Лишь спустя некоторое время я опомнился настолько, что мог приняться за осмотр воздушного шара. К моей великой радости, он оказался неповрежденным. Все мои запасы уцелели; я не потерял ни провизии, ни балласта. Впрочем, я уложил их так тщательно, что это и не могло случиться. Часы показывали шесть. Я все еще быстро поднимался.

Но пора мне объяснить вашим превосходительствам цель моего путешествия. Ваши превосходительства соблаговолят припомнить, что расстроенные обстоятельства в конце концов заставили меня прийти к мысли о самоубийстве. Это не значит, однако, что жизнь сама по себе мне опротивела, — нет, мне стало только невтерпеж мое бедственное положение. В этом-то состоянии, желая жить и в то же время измученный жизнью, я случайно прочел книжку, которая, в связи с открытием моего нантского родственника, доставила обильную пищу моему воображению. И тут я наконец нашел выход. Я решил исчезнуть с лица земли, оставшись тем не менее в живых; покинуть этот мир, продолжая существовать, — одним словом, я решил во что бы то ни стало добраться до луны. Чтобы не показаться совсем сумасшедшим, я теперь постараюсь изложить, как умею, соображения, в силу которых считал это предприятие — бесспорно трудное и опасное — все же не совсем безнадежным для человека отважного.

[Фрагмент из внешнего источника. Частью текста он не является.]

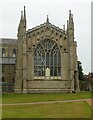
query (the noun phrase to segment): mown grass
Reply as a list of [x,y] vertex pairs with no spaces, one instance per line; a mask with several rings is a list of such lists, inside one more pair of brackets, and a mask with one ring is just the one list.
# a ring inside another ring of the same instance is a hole
[[[28,103],[91,98],[90,92],[52,94],[3,94],[2,103]],[[90,118],[86,102],[3,106],[3,118]]]
[[86,102],[4,106],[3,118],[91,118]]
[[2,103],[27,103],[91,98],[90,92],[51,94],[3,94]]

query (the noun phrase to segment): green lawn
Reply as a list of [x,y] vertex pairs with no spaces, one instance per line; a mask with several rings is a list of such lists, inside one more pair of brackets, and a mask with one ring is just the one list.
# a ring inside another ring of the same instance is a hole
[[[91,93],[3,94],[4,103],[44,102],[91,98]],[[87,102],[3,106],[3,118],[90,118]]]
[[3,94],[3,103],[43,102],[55,100],[71,100],[91,98],[90,92],[84,93],[52,93],[52,94]]
[[4,106],[3,118],[90,118],[86,102]]

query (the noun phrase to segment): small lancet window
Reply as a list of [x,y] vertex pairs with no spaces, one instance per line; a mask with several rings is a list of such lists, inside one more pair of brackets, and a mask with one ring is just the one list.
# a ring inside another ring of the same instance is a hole
[[13,57],[16,57],[16,49],[13,49]]
[[5,57],[5,48],[2,48],[2,57]]

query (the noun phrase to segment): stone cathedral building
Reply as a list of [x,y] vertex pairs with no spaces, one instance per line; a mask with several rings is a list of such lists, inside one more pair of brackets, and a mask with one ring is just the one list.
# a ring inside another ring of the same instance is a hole
[[77,43],[71,10],[67,29],[46,22],[27,27],[26,12],[21,12],[18,27],[15,93],[79,91]]

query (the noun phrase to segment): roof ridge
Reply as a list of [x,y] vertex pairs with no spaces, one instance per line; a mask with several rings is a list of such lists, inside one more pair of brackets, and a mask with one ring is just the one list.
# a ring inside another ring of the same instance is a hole
[[[37,29],[39,29],[39,28],[42,28],[42,27],[44,27],[45,25],[46,25],[46,26],[47,26],[47,25],[50,25],[51,27],[55,28],[56,30],[58,30],[58,31],[60,31],[60,32],[64,32],[64,30],[61,29],[60,27],[58,27],[58,26],[56,26],[56,25],[54,25],[54,24],[51,24],[50,22],[49,22],[49,23],[44,22],[43,24],[40,24],[40,25],[38,25],[38,26],[36,26],[36,27],[33,27],[33,28],[31,28],[31,29],[28,29],[26,33],[29,33],[29,32],[32,32],[32,31],[34,31],[34,30],[37,30]],[[65,33],[66,33],[66,31],[65,31]]]

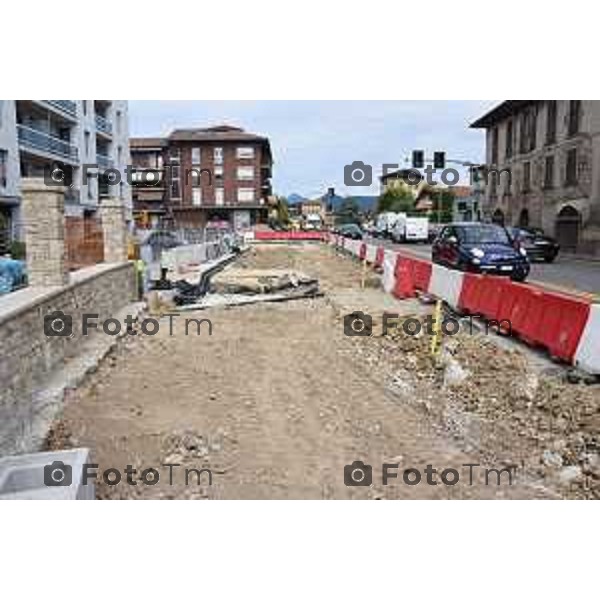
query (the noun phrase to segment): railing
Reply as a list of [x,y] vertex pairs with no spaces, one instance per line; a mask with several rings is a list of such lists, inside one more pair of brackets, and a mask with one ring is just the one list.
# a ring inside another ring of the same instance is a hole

Прежде всего, конечно, возник вопрос о расстоянии луны от земли. Известно, что среднее расстояние между центрами этих двух небесных тел равно 59,9643 экваториальных радиусов земного шара, что составляет всего 237 тысяч миль. Я говорю о среднем расстоянии; но так как орбита луны представляет собой эллипс, эксцентриситет которого достигает в длину не менее 0,05484 большой полуоси самого эллипса, а земля расположена в фокусе последнего, то, если бы мне удалось встретить луну в перигелии, вышеуказанное расстояние сократилось бы весьма значительно. Но, даже оставив в стороне эту возможность, достаточно вычесть из этого расстояния радиус земли, то есть 4000, и радиус луны, то есть 1080, а всего 5080 миль, и окажется, что средняя длина пути при обыкновенных условиях составит 231 920 миль. Расстояние это не представляет собой ничего чрезвычайного. Путешествия на земле сплошь и рядом совершаются со средней скоростью 60 миль в час, и, без сомнения, есть полная возможность увеличить эту скорость. Но даже если ограничиться ею, то, чтобы достичь луны, потребуется не более 161 дня. Однако различные соображения заставляли меня думать, что средняя скорость моего путешествия намного превзойдет шестьдесят миль в час, и так как эти соображения оказали глубокое воздействие на мой ум, то я изложу их подробнее.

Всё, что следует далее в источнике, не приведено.